Went to the Coventry and Warwickshire Social Media Cafe the other day, and heard a great presentation from Alison Hook from Coventry City Council on their use of Facebook, which won the Digital and Social Media gold award at the LGComms Reputation Awards.
Here are my notes, but if you want it straight from the source, Steve Rumsby also recorded Ally’s presentation using Qik – it runs to about 27 minutes.
- Deliberately called it Coventry – (“who would become a fan of Coventry City Council? About 5 people”)
- Also allows them to put out press releases from partner organisations (like the Herbert Art Gallery)
- Started November 2009 as a pilot experiment, let’s see what happens
- Started out putting out the same press releases as on the website
- Got 500 fans in 2 months
- Then came the snow, had a bit of a warning that it was coming
- Had this automated system for putting the information on the website for headteachers to log in and notify people, which was great until lots and lots of people tried to access it at the same time
- Went to manual system, because of the load, put the schools closures stuff in. Thought, let’s see what happens if we put it on Twitter and Facebook
- Ended up pushing people to Facebook, saving the server load on the main website
- People were commenting on the closures and helping each other too
- As well as getting official information from headteachers, also from parents
- Some kids persuaded the local media that their school was shut, Ally & team checked – it wasn’t, and put that message out through Twitter and Facebook
- Local media were watching Twitter and Facebook, and referencing it
- Went from 500 to 2000 users the day after the snow, and over 10,000 fans after the snow
- Ally would warn other councils; this was all done manually. If you do it, you’ve got to follow it through
- People did really appreciate it, lots of nice messages
Ally showed the Facebook statistics page, which gives a impressive breakdown of the sort of people that are following your page.
- 13-17 years = 23%
- 18-24 years = 29%
…so seen as being a good way to get to young people. Fans count currently goes up at about 40 a week. It’s mostly people from Coventry, then Birmingham second. Oddly, there are 52 fans in Slough, 400-ish fans in Maidenhead.

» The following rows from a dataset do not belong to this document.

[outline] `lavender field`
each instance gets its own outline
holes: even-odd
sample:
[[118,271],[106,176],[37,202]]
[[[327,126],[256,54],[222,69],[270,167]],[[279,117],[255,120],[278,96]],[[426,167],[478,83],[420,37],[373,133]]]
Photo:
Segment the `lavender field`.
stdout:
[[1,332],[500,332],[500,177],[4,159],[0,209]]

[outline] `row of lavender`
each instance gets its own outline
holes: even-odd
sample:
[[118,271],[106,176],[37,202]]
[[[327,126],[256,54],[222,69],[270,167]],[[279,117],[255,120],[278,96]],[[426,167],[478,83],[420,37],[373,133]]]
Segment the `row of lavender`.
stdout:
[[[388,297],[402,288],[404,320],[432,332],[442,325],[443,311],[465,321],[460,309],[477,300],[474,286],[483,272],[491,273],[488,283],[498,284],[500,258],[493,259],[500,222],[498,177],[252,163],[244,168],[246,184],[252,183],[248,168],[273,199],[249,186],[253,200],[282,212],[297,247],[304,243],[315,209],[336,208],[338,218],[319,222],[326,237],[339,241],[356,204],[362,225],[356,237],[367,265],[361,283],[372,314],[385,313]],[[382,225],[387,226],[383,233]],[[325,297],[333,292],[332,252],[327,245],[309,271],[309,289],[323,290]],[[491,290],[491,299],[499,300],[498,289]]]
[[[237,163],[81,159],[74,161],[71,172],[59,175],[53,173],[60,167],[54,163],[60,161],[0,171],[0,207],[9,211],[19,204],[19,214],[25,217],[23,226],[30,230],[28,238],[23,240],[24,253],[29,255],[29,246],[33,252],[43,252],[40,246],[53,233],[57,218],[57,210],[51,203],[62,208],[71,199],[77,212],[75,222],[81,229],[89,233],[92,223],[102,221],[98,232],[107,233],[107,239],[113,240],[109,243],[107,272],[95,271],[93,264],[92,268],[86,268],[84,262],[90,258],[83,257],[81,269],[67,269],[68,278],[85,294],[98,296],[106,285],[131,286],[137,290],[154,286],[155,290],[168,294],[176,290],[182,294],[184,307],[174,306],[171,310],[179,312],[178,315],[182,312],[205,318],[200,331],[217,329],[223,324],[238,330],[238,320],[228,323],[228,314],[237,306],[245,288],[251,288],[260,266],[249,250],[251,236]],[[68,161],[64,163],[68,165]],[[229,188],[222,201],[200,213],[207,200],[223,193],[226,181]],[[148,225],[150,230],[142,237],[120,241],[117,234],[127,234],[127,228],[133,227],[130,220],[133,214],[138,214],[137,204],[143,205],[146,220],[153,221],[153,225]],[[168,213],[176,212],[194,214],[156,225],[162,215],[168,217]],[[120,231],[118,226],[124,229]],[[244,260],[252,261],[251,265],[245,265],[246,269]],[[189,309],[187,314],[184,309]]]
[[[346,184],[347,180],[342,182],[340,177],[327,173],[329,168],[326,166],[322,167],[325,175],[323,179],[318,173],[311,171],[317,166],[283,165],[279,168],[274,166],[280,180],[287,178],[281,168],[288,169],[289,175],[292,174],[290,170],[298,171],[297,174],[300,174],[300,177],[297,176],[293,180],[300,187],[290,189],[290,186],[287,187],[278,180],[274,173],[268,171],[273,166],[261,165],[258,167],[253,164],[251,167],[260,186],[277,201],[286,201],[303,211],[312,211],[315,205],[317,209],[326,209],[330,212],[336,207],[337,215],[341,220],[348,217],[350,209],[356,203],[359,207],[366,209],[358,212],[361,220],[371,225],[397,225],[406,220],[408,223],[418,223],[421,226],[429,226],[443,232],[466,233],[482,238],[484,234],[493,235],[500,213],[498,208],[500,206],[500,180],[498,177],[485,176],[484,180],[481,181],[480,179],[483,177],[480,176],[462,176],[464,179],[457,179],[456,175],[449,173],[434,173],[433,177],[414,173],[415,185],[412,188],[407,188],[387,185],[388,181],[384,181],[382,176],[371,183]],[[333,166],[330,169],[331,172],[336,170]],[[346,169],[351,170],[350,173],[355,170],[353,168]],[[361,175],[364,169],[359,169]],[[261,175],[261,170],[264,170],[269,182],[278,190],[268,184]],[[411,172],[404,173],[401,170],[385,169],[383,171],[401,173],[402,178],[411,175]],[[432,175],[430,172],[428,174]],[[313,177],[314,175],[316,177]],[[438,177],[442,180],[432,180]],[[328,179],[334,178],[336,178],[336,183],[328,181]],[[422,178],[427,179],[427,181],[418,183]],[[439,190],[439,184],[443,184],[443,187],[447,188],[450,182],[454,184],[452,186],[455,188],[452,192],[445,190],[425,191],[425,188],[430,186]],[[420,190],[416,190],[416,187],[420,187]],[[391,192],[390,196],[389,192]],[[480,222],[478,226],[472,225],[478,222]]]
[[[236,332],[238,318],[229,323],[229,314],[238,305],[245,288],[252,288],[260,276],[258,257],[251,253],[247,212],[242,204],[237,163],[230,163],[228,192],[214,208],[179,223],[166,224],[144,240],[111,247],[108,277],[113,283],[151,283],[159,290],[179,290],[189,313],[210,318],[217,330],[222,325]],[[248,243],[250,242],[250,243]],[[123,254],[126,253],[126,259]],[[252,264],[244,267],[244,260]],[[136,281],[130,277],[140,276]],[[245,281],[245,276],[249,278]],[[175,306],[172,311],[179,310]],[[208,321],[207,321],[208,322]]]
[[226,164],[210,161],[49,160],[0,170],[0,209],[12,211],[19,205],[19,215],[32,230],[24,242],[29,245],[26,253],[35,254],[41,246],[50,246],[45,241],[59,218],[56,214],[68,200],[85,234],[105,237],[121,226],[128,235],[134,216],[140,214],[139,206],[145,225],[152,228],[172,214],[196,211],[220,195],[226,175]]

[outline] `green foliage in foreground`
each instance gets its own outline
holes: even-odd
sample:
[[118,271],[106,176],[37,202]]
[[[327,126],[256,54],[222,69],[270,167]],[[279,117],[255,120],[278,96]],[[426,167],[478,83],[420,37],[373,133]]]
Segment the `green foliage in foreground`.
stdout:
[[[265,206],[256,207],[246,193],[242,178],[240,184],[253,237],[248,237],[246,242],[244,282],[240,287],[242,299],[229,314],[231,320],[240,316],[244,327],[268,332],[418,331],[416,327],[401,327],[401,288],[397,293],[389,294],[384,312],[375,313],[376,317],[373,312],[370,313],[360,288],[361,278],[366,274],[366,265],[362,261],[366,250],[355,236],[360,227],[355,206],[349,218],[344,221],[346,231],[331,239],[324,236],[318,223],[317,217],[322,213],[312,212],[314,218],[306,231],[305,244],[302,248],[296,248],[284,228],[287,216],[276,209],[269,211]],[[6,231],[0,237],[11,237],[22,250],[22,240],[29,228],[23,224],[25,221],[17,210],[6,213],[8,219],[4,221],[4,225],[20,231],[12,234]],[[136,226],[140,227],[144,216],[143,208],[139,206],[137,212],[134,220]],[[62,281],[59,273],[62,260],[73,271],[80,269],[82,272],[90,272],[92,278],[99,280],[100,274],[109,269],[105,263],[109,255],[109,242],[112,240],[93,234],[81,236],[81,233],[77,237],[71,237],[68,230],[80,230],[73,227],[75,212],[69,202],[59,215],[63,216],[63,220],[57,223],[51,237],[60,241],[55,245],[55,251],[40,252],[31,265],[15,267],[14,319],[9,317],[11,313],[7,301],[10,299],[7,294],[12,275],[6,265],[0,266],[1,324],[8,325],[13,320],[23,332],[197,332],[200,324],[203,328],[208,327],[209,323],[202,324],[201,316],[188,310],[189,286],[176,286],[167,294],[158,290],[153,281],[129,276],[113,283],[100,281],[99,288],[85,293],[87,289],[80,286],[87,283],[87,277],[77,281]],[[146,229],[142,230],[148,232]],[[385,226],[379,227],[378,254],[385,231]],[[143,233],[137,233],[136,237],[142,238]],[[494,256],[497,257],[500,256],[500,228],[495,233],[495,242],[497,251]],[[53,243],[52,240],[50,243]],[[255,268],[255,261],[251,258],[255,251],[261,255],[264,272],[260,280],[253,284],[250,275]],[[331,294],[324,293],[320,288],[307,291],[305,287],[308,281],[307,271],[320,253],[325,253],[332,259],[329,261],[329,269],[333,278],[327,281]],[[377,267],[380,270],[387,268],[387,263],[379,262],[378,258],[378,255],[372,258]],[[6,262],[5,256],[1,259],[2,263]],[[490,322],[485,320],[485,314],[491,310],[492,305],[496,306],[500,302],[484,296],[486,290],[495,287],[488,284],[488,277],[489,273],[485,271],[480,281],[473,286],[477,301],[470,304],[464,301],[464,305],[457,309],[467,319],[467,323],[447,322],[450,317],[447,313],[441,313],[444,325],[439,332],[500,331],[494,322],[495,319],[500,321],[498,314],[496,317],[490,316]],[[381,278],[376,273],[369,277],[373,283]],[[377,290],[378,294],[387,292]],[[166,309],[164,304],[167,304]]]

How are you handling bad news?
- Good example – the bins [there was much criticism of the City Council's rubbish collections during and directly after the snow]
- If there was swearing = deletion (people don’t seem to equate swearing with abusive language…)
- Only rebut if factually untrue
- Often the public will join in, and there’s an element of self-moderation
- Nice turning point when someone said “i’m fed up with all the negativity”, and it’s been a lot more positive since then
When was it set up?
- Set up November 2009. Went from zero to 500 fans without any publicity
How were you going to get fans if you didn’t get the snow?
- Word-of-mouth will get the message round
Where do you advertise that you’ve got a Facebook page?
- Facebook page is linked to from the council homepage
- Put it in the staff magazine
- Facebook itself helps (it’s designed to help spread groups around) – “so and so has become a fan of this”
- Facebook page is mentioned in email signatures
- No paid-for advertising
Have numbers increased steadily since then [the snow]?
- About 40-50 a week
- If you put too much stuff out in a week, people will unsubscribe
- Sometimes the team tweak the press releases for the Facebook feed
- Writing for the web – include lots of headings
- People won’t always read the whole piece before commenting
What guidelines do you have for posting?
- If people are spamming, the post will be deleted
- Blatent adverts are deleted
- They also have a standard disclaimer on the homepage (“We reserve the right to remove, without notice, any disruptive, offensive or abusive posts. This includes posts that contain swearing or libellous statements.”)
What are your internal social media rules?
I struggled to summarise this one, but essentially it’s all bound up with their usual ICT code of conduct stuff.
…oh and use pages rather than groups.